New Delhi: Finance Minister Arun Jaitley in his maiden full-year Budget 2015 on Saturday announced corporatisation of 12 major ports which is seen by employees as a measure to privatise the port. They fear loss of employment and have announced an indefinite strike from March 9. Freight Industry experts says the employee strike may affect their Q4 business marginally. According to the industry, corporatisation of the ports will make port management much more efficient. The government also proposed speeding up process of Dedicated Freight Corridors, which, it is believed will help in the movement of cargo from the ports into dry hinterlands.
There are 12 major ports which fall under this category of corporatisation – Kandla, Mumbai, JNPT (Jawaharlal Nehru Port Trust), Marmugao, New Mangalore, Kochi, Chennai, Ennore, VO Chidambarnar (formerly Tuticorin Port), Visakhapatnam, Paradip and Kolkata (including Haldia) which handle around 61 per cent of the country’s total cargo traffic.
Terming the budget proposal to corporatise major ports as an “enabling provision” to privatise them, port workers unions said they will go ahead with the planned indefinite strike from March 9 to protest the move. “This is an enabling provision for privatising the ports.. we had anyways given a call for an indefinite strike from March 9 and will go ahead with it in a strong way,” All-India Ports & Docks Workers Association secretary Uday Choudhary, told.

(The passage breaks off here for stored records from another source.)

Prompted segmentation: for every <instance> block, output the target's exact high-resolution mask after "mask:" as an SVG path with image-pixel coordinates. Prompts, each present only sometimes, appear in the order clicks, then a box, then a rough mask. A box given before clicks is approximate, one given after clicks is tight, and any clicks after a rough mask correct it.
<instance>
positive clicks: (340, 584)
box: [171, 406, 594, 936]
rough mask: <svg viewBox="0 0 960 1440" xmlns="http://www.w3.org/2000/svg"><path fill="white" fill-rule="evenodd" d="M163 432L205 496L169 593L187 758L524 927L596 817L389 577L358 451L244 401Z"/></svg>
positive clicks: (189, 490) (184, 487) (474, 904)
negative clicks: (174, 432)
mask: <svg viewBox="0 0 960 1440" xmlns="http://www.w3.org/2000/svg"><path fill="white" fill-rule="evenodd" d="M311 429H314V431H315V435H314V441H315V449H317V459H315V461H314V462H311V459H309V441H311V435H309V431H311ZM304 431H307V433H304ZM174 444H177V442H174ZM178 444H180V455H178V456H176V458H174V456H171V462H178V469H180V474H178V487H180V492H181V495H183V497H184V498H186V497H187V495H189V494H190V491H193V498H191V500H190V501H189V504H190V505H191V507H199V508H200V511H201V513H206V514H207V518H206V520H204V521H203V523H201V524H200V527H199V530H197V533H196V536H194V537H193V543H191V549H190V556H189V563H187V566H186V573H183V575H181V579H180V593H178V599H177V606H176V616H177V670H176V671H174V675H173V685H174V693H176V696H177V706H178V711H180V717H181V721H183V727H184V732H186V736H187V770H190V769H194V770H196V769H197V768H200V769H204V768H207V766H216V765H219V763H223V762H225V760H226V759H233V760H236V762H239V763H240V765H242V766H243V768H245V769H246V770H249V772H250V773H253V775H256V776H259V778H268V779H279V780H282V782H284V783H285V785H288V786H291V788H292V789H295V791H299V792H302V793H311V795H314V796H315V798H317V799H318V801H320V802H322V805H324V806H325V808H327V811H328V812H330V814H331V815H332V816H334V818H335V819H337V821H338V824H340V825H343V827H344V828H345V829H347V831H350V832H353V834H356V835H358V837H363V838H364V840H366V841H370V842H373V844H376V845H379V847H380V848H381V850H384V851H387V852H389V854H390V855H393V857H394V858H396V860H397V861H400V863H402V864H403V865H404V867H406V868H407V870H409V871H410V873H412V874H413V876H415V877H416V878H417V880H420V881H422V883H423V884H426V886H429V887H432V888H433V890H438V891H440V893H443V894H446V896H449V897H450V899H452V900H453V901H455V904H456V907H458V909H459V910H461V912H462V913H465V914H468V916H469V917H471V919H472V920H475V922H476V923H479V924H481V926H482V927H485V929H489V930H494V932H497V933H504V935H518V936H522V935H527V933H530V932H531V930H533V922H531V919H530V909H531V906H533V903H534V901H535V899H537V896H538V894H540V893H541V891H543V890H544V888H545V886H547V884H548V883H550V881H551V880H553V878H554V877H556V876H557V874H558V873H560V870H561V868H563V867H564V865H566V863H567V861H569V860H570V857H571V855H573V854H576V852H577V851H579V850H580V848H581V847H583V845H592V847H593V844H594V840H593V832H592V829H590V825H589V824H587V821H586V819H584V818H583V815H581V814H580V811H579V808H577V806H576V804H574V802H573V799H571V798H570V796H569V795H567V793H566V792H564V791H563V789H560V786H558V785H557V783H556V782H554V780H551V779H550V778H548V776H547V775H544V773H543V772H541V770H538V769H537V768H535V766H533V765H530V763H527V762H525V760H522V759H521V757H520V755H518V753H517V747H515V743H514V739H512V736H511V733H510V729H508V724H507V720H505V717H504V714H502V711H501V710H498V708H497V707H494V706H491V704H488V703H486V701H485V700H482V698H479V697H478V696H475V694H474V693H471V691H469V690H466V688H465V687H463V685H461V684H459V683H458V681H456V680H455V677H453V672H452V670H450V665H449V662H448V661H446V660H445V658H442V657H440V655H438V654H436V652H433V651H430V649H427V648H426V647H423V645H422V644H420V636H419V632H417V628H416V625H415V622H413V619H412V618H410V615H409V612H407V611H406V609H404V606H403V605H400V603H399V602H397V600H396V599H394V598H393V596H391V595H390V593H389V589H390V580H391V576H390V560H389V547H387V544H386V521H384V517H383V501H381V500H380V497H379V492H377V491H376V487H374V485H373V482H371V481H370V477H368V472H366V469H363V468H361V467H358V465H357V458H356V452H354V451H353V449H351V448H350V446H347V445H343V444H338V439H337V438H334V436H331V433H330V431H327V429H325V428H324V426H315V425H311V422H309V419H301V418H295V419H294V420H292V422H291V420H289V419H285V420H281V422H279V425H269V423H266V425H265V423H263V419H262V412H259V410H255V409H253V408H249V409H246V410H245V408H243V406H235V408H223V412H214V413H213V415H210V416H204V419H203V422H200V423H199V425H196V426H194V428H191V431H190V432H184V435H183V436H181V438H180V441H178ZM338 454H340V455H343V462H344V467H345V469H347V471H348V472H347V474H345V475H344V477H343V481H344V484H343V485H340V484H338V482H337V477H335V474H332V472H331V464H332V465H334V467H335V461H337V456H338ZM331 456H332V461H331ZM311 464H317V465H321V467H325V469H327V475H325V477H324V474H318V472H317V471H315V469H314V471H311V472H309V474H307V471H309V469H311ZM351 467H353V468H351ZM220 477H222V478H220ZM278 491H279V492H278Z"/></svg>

Based on the ongoing trend, it is likely that Port unions will go for strike. Below is verbatim transcript of the interview with Sachin Bhanushali, CEO, Gateway Rail Freight on the impact of Port unions strike:
Q: Wanted to start by asking you about the corporatisation of 12 major state-owned ports in the country. Something that was announced in the Budget and we do understand that Jawaharlal Nehru Port (JNPT) has welcomed this move and said they would be one of the first to undertake some corporatisation. Will that impact your company?

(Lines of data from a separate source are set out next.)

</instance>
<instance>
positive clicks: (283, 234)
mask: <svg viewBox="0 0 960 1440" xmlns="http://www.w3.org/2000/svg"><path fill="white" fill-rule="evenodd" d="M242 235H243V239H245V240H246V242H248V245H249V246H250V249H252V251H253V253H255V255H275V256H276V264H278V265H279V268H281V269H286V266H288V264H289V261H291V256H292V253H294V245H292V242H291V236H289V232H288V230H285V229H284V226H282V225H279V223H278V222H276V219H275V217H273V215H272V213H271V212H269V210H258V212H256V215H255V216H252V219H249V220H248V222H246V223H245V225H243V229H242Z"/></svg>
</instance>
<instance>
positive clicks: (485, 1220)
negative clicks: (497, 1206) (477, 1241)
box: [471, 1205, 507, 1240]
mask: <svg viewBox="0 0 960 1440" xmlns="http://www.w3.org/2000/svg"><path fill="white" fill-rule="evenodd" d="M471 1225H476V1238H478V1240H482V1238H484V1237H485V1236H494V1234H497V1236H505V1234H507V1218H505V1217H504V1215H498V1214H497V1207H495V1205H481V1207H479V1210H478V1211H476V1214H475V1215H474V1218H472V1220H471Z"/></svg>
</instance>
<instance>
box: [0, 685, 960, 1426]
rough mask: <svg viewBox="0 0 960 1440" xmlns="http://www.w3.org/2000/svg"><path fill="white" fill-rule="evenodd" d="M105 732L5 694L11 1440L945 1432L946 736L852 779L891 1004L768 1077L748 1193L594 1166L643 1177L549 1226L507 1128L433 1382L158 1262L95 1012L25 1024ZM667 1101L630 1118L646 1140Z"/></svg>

A: Over a period of time the old structure of operating under a landlord port has done very well. However, once the clean cargo, liquid cargo and the general bulk cargo separation started taking place there was a need to get a new structure in place. Corporatisation of the 12 majors ports which are present are covered under the major ports acts is something which was expected and a natural consequence of that. Once this is done the overall port management will become much more efficient. Though initially there may be some resistance from the employees of the port and we may face some strikes but in the medium and the long run the capacity utilisation of the ports as well as the ability to handle efficiently both clean cargo that is containerised and non-containerised big bulk as well as the dry bulk and liquid bulk cargo will definitely improve. This is good news for the sector in terms of improvement in the ports side handling capacity. Because the three major bottlenecks that have been faced by the containerisation in India which roughly stands at about 50 percent of the overall general cargo as against 85 percent internationally have been port evacuation capacity, evacuation by road or rail into the hinterland and delivery mechanism. As far as delivery mechanism is concerned, lot of inland container depots (ICDs) and container freight stations (CFS) have developed over a period of time there is an adequate capacity in place. Gateway is present both in CFS as well as ICD business. The dedicated freight corridor should address to a very great extent the ability to evacuate the cargo from port into the hinterland locations. The issue of capacity at the port has always been one of the major issues that have resulted into some kind of obstacle to growth of the sector. Everyone is eagerly looking at the 4th terminal at JNPT coming through. Corporatisation will help all of us, the ports as well as the CFS and ICD operators.
Q: What about the IPO of Gateway Rail freights that is something that the markets want to know for quite sometime now?
A: It is too early to speak about IPO because at this stage we just started out journey on the IPO front. It will take at least a couple of months for us to come out with an official communication on this.
Q: If the JNPT employees go on strike and that would be effective March 9 how would that impact business for you in terms of volumes in Q4?
A: It is going to be only short-term impact on the overall volumes. The plan is to go on strike from 9th. But I am sure the mechanism of communicating with them at an early stage will help defusing the situation. Also, I do not see this strike likely to extend into a long duration strike which may hamper the over all ports capacity to handle cargo. In the short run, may be in the last month of this quarter we may face some obstacles in movement of containers between the port and the terminals. I am sure the administration will in a position to handle this problem without major impact on the volumes. As far as Gateway Rail is concerned, it has access not only for JNPT port but also Mundra port and Pipavav port. So on the whole I do not think it will have a major impact on business of Gateway Rail either.
Q: How much do you generate in terms of volumes and in terms of revenue from JNPT in particular out of say your Q3 numbers?
A: If we look at the overall revenues, the revenues are split almost equally between three ports JNPT port, Mundra Port and Pipavav port. JNPT is roughly 30 percent of our revenue so we do business worth Rs 15 crore per month from imports and exports originating and terminating at JNPT.